Sniffing device allows paralysed woman to communicate

The woman used the revolutionary device, which is controlled by sniffing, to write a letter to her children
  
  

Close-up of a woman's nose
It takes patients between 20 seconds and a minute to write a letter of the alphabet using the sniffing device. Photograph: Veronique Beranger/Getty Images Photograph: Veronique Beranger/Getty Images

A 51-year-old woman who was left paralysed and unable to communicate following a massive stroke has written for the first time in seven years, scientists say.

The Israeli patient, who was diagnosed with "locked-in syndrome", typed an emotional email to her six children using a revolutionary device that is controlled by sniffing.

The woman was so badly brain-damaged by the stroke that she cannot move any of her limbs or even blink in response to simple questions. She wrote the letter within a few days of being taught how to use the device.

The technology, developed by scientists at the Weizmann Institute in Rehovot, Israel, is now being used by other severely disabled people to surf the internet and even control a wheelchair. One, a 63-year-old quadriplegic woman who can barely speak, wrote her first letter in 10 years with the device and has started using it to send emails.

"The most moving thing has been witnessing this technology give people a means of communication when they haven't had it," said Noam Sobel, a neurobiologist at the institute, who helped develop the technology.

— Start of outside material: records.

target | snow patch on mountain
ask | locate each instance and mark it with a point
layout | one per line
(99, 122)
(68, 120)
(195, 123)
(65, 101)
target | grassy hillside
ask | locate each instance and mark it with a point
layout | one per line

The device works by detecting slight changes in pressure that are produced when a person opens or closes their soft palate, the tissue at the roof of the mouth that controls air flow through the nose. Many patients with serious disabilities are still able to move their palate voluntarily, and so can use the device, said Sobel.

When the sensor is connected to a computer, a person wearing the device can use sniffs alone to select letters on the screen and build up words, phrases and sentences.

One patient, a 42-year-old man who was diagnosed with locked-in syndrome after a car crash 18 years ago, used the sniff-controlled device to say he preferred it to a previous disability aid that performed a similar function by tracking his eye movement, writing that it was "more comfortable and more easy to use".

The speed at which patients can write with the new device varies between around 20 seconds and a minute for a single letter of the alphabet. The 1997 book, The Diving Bell and the Butterfly, was written by Jean-Dominique Bauby at a rate of roughly one word every two minutes. Bauby, who became locked-in after suffering a stroke, selected letters by blinking his left eye.

In another test of the device, a 30-year-old man who was paralysed from the neck down in a car accident six years ago, used the device to steer a motorised wheelchair along a winding path 30 metres long. After one trial attempt, the patient completed the course as fast as healthy volunteers.

Sobel said he was anxious what locked-in patients might write after being unable to move or communicate for so long, but he said none wrote about wanting to end their own lives. "I was afraid that the minute we could communicate, all that might come out," he said. "What's important is giving the person the ability to express themselves."

The findings are published in the latest issue of the Proceedings of the National Academy of Sciences.